My first foray into probability theory was my 2011 paper Chance and Litigation, which explores whether litigation outcomes are random. Although I had not yet rediscovered Bayes’ theorem when I began writing my first probability paper (circa 2008 or 2009), my interest in probability theory inevitably led me to the ideas of Thomas Bayes, and I soon began exploring the logic of inverse probability and extending Bayesian reasoning and subjective probability to several different areas of law, including litigation outcomes, proof problems, jury voting, and judge voting. Most (but not all) of my probability papers were published from 2011 to 2020:
- **A Bayesian Model of the Litigation Game (2011). I wrote this paper in Amsterdam during the summer of 2011, and it is my first refereed paper.
- *Visualizing Probabilistic Proof (2014). This paper, which I wrote at my in-laws’ house in Tarpon Springs during the summer of 2013, revisits the Blue Bus Case, a famous thought-experiment in law involving probabilistic proof, and presents simple Bayesian solutions to different versions of the blue bus problem.
- Judge Hercules or Judge Bayes? (2015). This unpublished paper explores two possible connections between hard cases in law and Newcomb’s Paradox in philosophy. One is that Newcomb’s Problem is like a “hard case” in law — i.e. a choice problem with conflicting and equally logical solutions. The other is that the superior being in Newcomb’s Problem and the mythical Judge Hercules in Ronald Dworkin’s theory of law are the same person.
- *Why Don’t Juries Try Range Voting? (2016). This paper builds on the idea of “subjective probability” to propose the use of “range voting”, which I later christened Bayesian voting, by juries. (Jurors would score the evidence presented by the parties at trial on a scale of one to ten or some other specified scale.)
- **A Bayesian Analysis of the Hadley Rule (2018). This paper was published in a collection of essays on the law of contracts (see pp. 925-928). Although this is one of the shortest formal papers I have ever written (only nine paragraphs), it underwent ten revisions during the editing process.
- *The Case for Bayesian Judges (2019) Like my 2016 jury paper (see item #4 above), this paper builds on the idea of “subjective probability” to propose a simple method of judicial voting.
- Subjective Probability and Legal Proof (2020).

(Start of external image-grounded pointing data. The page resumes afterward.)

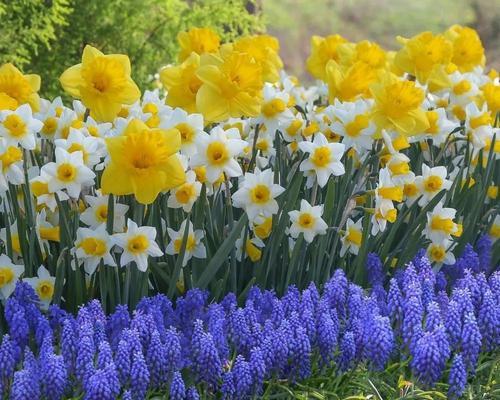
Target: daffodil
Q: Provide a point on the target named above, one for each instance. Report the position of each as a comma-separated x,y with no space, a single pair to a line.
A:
97,211
43,285
431,182
102,82
323,49
68,172
398,105
257,195
19,127
307,220
17,89
324,158
351,239
440,224
188,125
9,275
232,85
199,41
194,245
217,151
143,162
186,194
138,243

This unpublished paper presents a Bayesian critique of Ron Allen and Mike Pardo’s “relative plausibility” theory of legal proof. (Among other things, their approach to proof can be “Dutch-booked”.)
- Weyl Versus Ramsey: A Bayesian Voting Primer (2020). This unpublished paper compares and contrasts two methods of Bayesian voting or Bayesian preference-aggregation that allow voters not only to rank their preferences but also to express their degree: Quadratic Voting (QV) and Ramsian Voting (RV).